Personal information
- Nationality: South Korea
- Born: 6 August 1985 (age 40)
- Height: 1.60 m (5 ft 3 in)
- Weight: 63 kg (139 lb)

Korean name
- Hangul: 김수경
- RR: Gim Sugyeong
- MR: Kim Sugyŏng

Sport
- Sport: Weightlifting
- Event: 63 kg

Medal record
Women's weightlifting
Representing South Korea
Asian Games
| Silver medal – second place | 2010 Guangzhou | 63 kg |

= Kim Soo-kyung (weightlifter) =

South Korean weightlifter (born 1985)

Kim Soo-kyung (born August 6, 1985) is a South Korean weightlifter. She won a silver medal for the 63 kg class at the 2010 Asian Games in Guangzhou, China, with a total of 240 kilograms.

Kim made her official debut for the 2004 Summer Olympics in Athens, where she competed for the women's middleweight class (63 kg). She finished only in fifth place by 2.5 kilograms short of her snatch record from Tunisia's Hayet Sassi, with a total of 215.0 kg (92.5 in the snatch, and 122.5 in the clean and jerk).

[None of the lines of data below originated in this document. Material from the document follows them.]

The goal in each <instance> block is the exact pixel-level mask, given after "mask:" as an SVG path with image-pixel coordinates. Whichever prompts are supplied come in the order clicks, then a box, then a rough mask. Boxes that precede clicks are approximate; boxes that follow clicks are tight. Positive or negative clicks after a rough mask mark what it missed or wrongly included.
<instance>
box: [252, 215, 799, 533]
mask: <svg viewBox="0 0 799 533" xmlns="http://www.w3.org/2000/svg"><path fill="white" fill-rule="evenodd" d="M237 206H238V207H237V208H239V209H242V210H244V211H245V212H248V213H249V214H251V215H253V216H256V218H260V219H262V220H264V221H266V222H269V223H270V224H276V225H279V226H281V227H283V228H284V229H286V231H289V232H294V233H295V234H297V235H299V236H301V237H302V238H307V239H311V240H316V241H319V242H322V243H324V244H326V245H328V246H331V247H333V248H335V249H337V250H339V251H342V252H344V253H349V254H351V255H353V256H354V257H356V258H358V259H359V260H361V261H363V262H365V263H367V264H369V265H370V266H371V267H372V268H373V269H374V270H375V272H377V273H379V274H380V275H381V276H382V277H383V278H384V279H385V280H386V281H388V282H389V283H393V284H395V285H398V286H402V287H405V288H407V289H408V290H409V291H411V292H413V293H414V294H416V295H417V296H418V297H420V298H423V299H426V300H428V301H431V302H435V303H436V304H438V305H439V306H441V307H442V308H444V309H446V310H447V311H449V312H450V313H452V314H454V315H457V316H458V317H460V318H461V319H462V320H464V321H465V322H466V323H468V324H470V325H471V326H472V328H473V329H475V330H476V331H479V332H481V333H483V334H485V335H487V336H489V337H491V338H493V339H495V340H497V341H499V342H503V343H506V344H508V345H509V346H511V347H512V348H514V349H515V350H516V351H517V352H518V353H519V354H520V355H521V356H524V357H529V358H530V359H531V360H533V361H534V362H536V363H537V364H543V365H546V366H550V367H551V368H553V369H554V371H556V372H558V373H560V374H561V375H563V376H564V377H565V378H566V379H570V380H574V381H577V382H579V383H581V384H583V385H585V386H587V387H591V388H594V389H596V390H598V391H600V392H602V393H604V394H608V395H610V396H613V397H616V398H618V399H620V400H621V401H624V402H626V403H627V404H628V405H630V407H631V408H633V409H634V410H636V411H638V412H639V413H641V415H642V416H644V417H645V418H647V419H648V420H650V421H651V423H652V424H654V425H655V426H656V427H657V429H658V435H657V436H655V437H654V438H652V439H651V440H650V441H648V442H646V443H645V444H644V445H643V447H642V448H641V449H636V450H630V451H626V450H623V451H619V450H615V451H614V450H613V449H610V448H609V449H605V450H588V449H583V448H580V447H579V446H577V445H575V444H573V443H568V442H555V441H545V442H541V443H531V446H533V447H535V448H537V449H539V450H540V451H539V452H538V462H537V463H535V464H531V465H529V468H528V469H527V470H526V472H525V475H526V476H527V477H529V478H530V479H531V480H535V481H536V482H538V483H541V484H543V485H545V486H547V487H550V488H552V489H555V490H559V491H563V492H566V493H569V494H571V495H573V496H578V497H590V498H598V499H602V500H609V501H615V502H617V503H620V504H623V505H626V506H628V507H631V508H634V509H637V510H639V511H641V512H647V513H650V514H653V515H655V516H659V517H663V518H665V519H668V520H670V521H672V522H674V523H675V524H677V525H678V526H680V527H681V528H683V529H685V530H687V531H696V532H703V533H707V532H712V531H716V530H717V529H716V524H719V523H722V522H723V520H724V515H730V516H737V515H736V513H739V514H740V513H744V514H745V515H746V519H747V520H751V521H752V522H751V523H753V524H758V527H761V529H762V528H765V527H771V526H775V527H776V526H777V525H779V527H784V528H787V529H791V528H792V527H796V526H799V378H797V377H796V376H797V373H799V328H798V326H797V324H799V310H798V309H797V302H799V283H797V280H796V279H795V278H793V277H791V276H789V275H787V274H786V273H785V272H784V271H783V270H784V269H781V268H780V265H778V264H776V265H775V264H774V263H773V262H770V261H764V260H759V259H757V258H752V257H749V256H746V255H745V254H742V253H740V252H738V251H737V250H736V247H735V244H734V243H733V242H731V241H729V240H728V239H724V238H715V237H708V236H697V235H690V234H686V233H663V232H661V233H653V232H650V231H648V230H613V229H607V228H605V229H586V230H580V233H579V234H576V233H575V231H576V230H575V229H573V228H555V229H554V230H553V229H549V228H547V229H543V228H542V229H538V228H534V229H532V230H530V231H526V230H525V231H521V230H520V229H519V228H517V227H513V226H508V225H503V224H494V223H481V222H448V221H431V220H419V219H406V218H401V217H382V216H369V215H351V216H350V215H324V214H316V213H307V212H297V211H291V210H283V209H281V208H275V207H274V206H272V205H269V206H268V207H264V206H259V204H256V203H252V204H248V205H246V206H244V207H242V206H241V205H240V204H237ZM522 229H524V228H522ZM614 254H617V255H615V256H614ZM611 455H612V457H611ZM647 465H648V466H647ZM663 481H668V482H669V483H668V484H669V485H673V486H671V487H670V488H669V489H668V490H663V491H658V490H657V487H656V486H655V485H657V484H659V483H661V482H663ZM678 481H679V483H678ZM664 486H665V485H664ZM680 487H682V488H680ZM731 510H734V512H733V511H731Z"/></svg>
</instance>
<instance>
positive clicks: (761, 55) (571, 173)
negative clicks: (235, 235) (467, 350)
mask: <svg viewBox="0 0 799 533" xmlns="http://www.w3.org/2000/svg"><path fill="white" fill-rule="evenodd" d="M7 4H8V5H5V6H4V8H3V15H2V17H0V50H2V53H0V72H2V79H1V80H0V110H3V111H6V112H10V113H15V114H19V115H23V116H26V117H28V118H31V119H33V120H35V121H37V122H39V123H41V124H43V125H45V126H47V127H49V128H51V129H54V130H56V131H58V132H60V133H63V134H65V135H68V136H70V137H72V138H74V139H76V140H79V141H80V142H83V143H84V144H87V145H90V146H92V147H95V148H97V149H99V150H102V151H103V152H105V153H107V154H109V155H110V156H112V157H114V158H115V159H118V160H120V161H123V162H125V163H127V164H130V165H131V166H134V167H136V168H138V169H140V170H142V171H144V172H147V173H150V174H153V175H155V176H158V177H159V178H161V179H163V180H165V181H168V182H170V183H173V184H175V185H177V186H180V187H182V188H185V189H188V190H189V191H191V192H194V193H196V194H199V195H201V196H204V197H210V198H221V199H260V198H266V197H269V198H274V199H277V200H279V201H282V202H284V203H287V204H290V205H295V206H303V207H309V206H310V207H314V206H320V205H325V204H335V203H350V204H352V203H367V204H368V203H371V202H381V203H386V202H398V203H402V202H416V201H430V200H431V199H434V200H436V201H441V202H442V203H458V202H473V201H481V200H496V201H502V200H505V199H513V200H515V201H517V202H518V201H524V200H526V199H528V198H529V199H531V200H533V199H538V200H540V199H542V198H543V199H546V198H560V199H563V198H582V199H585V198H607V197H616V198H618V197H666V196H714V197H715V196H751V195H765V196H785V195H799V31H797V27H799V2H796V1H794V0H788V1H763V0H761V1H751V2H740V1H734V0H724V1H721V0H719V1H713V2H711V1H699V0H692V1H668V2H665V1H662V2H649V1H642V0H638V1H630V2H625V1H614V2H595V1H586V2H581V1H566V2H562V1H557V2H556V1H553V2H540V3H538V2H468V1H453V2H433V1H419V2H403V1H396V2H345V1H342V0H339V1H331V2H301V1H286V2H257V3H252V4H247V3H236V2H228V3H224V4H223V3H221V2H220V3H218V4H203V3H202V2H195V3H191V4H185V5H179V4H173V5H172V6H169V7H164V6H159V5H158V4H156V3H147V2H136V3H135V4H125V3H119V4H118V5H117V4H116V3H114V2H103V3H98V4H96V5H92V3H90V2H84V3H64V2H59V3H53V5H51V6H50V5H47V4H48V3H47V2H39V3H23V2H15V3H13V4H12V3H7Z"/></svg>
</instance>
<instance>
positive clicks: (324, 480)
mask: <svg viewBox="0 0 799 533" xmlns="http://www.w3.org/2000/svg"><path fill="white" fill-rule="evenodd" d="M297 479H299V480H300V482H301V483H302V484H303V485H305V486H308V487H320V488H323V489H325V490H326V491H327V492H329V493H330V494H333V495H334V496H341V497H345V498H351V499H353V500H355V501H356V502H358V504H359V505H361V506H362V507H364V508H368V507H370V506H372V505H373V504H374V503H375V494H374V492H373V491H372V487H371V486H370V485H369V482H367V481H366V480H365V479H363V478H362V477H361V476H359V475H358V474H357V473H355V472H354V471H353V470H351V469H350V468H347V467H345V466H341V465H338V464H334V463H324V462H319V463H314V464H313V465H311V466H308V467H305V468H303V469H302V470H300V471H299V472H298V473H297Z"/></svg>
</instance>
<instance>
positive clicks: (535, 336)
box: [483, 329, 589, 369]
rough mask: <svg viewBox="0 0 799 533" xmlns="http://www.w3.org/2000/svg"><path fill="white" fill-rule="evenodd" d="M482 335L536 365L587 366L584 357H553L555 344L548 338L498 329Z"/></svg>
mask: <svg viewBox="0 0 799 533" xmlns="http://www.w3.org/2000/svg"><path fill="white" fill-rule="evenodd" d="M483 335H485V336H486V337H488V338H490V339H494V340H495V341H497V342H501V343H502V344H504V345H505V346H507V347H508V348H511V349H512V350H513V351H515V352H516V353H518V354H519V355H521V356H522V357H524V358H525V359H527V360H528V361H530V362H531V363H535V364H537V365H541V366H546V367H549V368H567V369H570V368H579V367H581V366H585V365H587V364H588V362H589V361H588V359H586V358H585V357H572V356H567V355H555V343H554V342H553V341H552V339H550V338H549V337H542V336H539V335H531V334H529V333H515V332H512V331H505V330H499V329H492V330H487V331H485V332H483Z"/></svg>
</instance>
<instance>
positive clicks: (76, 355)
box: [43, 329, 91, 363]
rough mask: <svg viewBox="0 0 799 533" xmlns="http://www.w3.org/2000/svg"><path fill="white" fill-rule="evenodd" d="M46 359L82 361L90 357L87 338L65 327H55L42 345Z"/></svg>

At the 2008 Summer Olympics in Beijing, Kim qualified for the second time in the women's 63 kg class, after finishing sixth from the 2007 World Weightlifting Championships in Chiang Mai, Thailand. Kim placed sixth in this event, as she successfully lifted 98 kg in the single-motion snatch, and hoisted 127 kg in the two-part, shoulder-to-overhead clean and jerk, for a total of 225 kg.